Debunking myths on genetics and DNA

Thursday, August 2, 2012

The beginning of the end. . . Maybe.


"We share a very special moment - it is the moment when an AIDS-free generation is finally in sight." That's what the US president, Barack Obama, said on July 26.

Well, are we?

A colleague a few days ago brought to our attention some stunning figures: according to the CDC, of all HIV infected individuals in the US, only 25% are under treatment and hence have the virus under control. Quite striking if you consider that in Sweden instead 85% of HIV-positive individuals are undergoing treatment. The consequences of such a poor statistic in the US go beyond the lifespan of the single individual: people under antiretroviral therapy have much lower viral loads and therefore a significantly reduced chance of passing the virus to their partners.

I'm not surprised by the CDC numbers, actually. When newly infected, subjects have no symptoms or may feel like they are coming down with the flu. You can live with this virus for ten years without having symptoms. If you don't have health insurance, and you are feeling well, why bother go see a doctor? In the meantime, though, these individuals continue to spread the virus. And the problem doesn't affect the US alone: according to the World Health Organization, less than half of the infected people worldwide are actually receiving treatment.

These were my thoughts as I read the perspective article "The beginning of the end of AIDS?" in NEJM [1]. The authors base their cautious optimism on a few things: mildly positive results on a recent vaccine trial, more effective drugs, and the news of the first patient to ever be cured of HIV. The latter I discussed in this post. The news was indeed exceptional but, unfortunately, gene therapy is not the way to stop this pandemic: 2/3 of people currently living with HIV/AIDS are in sub-saharan Africa, where drugs are still hard to find, let alone extremely costly procedures like gene therapy. And more effective drugs are not going to solve the problem if they remain unaffordable or unavailable to the majority of infected people.

So yes, in the end, it all boils down to funding:
"Global resources have been declining, not growing, in this period of scientific success. This lack of funding is the major point of divergence between optimism and pessimism."
Why invest on HIV?
"Comprehensive economic models predict that making the needed investments in HIV-related efforts will result in cost savings over the long term."
HIV debilitates the immune system. The effects of diseases like tuberculosis, hepatitis and malaria could be reduced if the spread of HIV could be reversed because of the effect the virus has on the immune system. Making antiretroviral treatment available to all infected people is the best strategy: by keeping the viral load under control, drugs effectively lower the rates of mother-to-infant and sexual infections. According to the CDC, about 100-200 infants are born every year in the US with the virus in their body. Adequate treatment during pregnancy and delivery can reduce the rate of mother-to-child transmission to less than 2%.

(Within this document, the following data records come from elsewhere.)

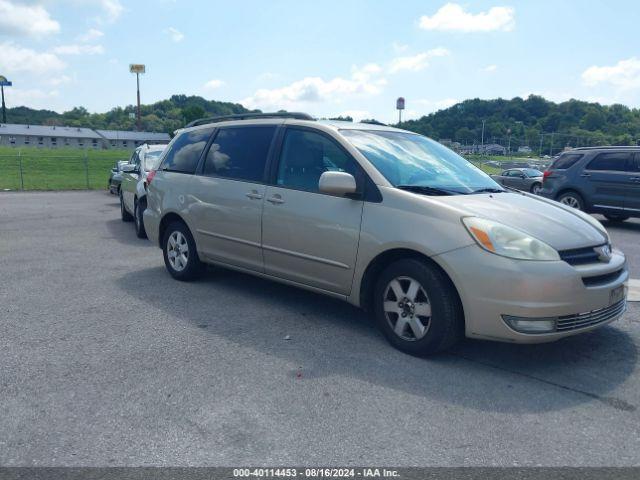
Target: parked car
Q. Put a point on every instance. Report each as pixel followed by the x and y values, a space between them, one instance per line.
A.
pixel 387 220
pixel 135 178
pixel 602 180
pixel 115 178
pixel 526 179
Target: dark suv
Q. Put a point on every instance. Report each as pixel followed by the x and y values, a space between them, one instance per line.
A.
pixel 602 180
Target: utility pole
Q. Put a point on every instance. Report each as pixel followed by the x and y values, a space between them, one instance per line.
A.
pixel 4 83
pixel 540 149
pixel 137 68
pixel 400 107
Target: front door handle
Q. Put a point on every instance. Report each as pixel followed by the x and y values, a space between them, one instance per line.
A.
pixel 254 195
pixel 276 199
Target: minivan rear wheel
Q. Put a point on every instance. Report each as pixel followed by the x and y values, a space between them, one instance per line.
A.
pixel 572 199
pixel 416 308
pixel 180 255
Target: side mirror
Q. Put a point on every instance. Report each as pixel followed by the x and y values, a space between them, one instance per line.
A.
pixel 337 183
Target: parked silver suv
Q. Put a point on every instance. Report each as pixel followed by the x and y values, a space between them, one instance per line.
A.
pixel 387 220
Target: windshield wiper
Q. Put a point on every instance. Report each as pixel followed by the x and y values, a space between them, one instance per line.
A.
pixel 428 190
pixel 489 190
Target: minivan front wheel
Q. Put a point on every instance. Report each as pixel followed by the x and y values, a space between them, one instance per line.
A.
pixel 180 255
pixel 572 199
pixel 417 308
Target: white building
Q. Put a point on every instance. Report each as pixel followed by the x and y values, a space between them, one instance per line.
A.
pixel 15 135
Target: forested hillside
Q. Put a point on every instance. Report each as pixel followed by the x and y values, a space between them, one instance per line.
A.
pixel 533 121
pixel 528 121
pixel 163 116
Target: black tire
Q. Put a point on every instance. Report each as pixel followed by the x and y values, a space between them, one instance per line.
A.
pixel 536 186
pixel 194 267
pixel 126 216
pixel 446 323
pixel 138 210
pixel 616 218
pixel 572 197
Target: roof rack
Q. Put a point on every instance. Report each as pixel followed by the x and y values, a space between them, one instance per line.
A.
pixel 249 116
pixel 606 147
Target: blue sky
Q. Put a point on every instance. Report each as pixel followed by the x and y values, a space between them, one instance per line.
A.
pixel 323 57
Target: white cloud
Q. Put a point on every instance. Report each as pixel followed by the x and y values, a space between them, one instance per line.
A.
pixel 357 115
pixel 91 35
pixel 453 17
pixel 78 50
pixel 112 9
pixel 213 84
pixel 364 81
pixel 25 19
pixel 416 62
pixel 625 74
pixel 57 81
pixel 175 34
pixel 399 47
pixel 14 58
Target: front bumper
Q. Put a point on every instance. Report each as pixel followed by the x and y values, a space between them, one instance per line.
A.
pixel 492 287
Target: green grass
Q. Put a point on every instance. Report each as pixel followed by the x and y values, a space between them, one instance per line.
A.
pixel 56 169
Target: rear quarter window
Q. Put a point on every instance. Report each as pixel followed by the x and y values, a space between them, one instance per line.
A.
pixel 565 161
pixel 184 152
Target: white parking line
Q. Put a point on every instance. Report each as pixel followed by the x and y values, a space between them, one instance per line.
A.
pixel 634 290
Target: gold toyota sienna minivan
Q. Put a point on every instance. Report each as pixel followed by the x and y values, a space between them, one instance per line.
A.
pixel 387 220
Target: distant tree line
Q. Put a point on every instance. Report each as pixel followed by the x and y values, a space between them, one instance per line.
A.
pixel 164 116
pixel 534 122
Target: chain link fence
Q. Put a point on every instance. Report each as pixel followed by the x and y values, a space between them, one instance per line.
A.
pixel 34 171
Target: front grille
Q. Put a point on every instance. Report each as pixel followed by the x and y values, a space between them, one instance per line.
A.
pixel 598 280
pixel 589 319
pixel 580 256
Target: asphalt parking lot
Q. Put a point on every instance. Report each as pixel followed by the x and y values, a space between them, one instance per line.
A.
pixel 108 361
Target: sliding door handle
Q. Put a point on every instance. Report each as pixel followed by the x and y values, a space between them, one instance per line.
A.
pixel 254 195
pixel 276 199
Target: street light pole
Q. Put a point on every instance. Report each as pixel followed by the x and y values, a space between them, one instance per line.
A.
pixel 4 83
pixel 4 107
pixel 138 91
pixel 137 68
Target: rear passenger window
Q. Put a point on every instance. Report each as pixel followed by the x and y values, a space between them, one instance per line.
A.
pixel 240 153
pixel 184 152
pixel 616 161
pixel 306 156
pixel 566 161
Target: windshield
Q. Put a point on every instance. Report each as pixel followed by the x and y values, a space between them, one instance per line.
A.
pixel 410 160
pixel 152 160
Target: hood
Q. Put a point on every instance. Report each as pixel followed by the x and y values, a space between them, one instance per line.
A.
pixel 561 228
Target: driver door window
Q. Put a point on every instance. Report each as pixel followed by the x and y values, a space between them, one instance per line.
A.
pixel 306 156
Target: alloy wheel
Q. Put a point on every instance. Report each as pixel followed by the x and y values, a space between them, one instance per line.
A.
pixel 407 308
pixel 177 251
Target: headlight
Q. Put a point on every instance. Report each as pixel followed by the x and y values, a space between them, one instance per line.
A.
pixel 507 241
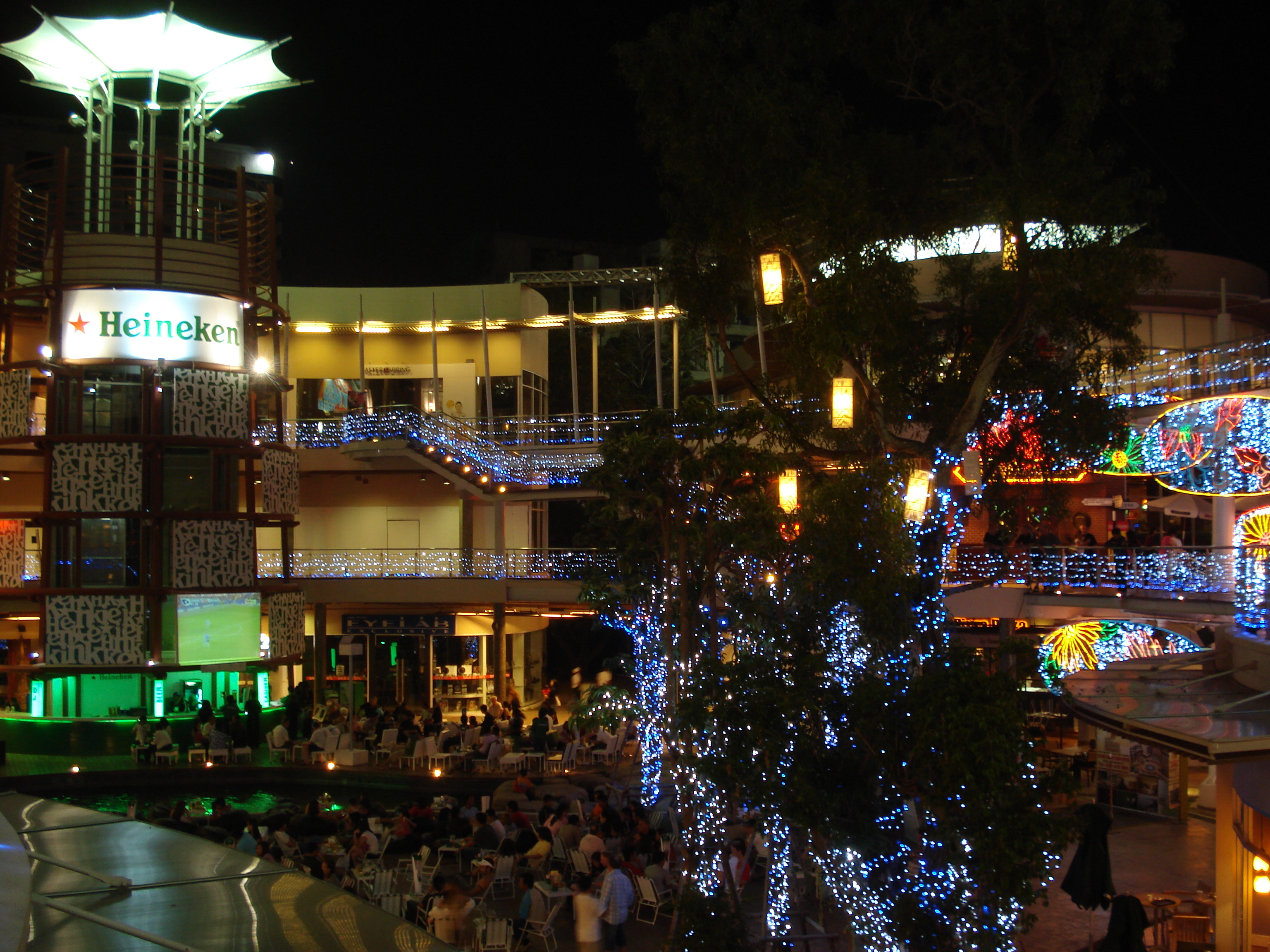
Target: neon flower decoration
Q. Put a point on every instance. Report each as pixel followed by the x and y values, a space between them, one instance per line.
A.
pixel 1126 459
pixel 1216 446
pixel 1253 568
pixel 1094 645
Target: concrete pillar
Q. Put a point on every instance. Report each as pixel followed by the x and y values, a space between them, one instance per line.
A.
pixel 319 654
pixel 1230 886
pixel 499 650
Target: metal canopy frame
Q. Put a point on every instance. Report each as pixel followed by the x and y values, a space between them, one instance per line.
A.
pixel 95 92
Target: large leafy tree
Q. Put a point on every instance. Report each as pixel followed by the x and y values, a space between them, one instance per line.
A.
pixel 836 135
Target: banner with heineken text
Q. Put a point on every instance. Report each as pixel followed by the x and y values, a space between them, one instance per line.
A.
pixel 148 325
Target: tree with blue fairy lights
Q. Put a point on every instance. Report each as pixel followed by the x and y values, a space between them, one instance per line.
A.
pixel 799 663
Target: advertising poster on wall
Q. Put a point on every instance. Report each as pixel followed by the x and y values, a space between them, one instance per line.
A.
pixel 1136 776
pixel 148 325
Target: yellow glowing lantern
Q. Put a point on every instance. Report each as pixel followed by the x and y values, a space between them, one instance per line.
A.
pixel 917 494
pixel 844 403
pixel 774 282
pixel 1009 250
pixel 787 488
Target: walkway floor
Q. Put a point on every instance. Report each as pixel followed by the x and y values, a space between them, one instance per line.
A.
pixel 1147 856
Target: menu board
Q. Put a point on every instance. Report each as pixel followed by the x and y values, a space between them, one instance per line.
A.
pixel 1136 776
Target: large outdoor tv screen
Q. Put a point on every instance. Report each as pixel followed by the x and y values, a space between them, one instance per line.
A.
pixel 217 629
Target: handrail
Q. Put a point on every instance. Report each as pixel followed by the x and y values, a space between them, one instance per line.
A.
pixel 1185 569
pixel 1180 375
pixel 556 564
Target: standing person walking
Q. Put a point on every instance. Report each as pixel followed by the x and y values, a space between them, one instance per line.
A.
pixel 616 897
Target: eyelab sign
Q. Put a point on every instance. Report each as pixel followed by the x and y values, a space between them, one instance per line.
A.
pixel 148 325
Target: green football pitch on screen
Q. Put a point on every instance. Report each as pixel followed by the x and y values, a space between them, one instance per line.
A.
pixel 215 629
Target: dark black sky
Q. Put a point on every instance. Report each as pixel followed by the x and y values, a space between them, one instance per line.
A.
pixel 426 124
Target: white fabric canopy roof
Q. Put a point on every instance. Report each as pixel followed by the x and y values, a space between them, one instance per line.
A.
pixel 1183 505
pixel 75 54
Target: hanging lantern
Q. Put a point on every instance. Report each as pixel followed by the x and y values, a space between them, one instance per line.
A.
pixel 917 494
pixel 1009 250
pixel 844 405
pixel 787 489
pixel 972 471
pixel 774 282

As we strive to reach out to every infected person on the planet, funding must not stop for research. A vaccine is the most affordable and most effective way to stop the pandemic and we have to keep pushing in that direction. My supervisor gave a talk last week in which she outlined where we are in terms of vaccine research. She opened the talk remembering how the first vaccine was discovered: the English physician Edward Jenner (1749 - 1823) rubbed pus collected from blisters milkmaids received from cowpox on his gardner's eight-year-old son. He then exposed the boy to pox, twice, and noticed that they boy didn't develop the disease. The audience was of course horrified when my supervisor mentioned the sacrifice of the little boy, and yet when she went on describing how long and, most importantly, how much money is needed to develop and test a vaccine, a girl in the audience raised her hand and asked: "Well, maybe you can't take an eight-year-old boy, but wouldn't you be better off testing the vaccine on yourself?"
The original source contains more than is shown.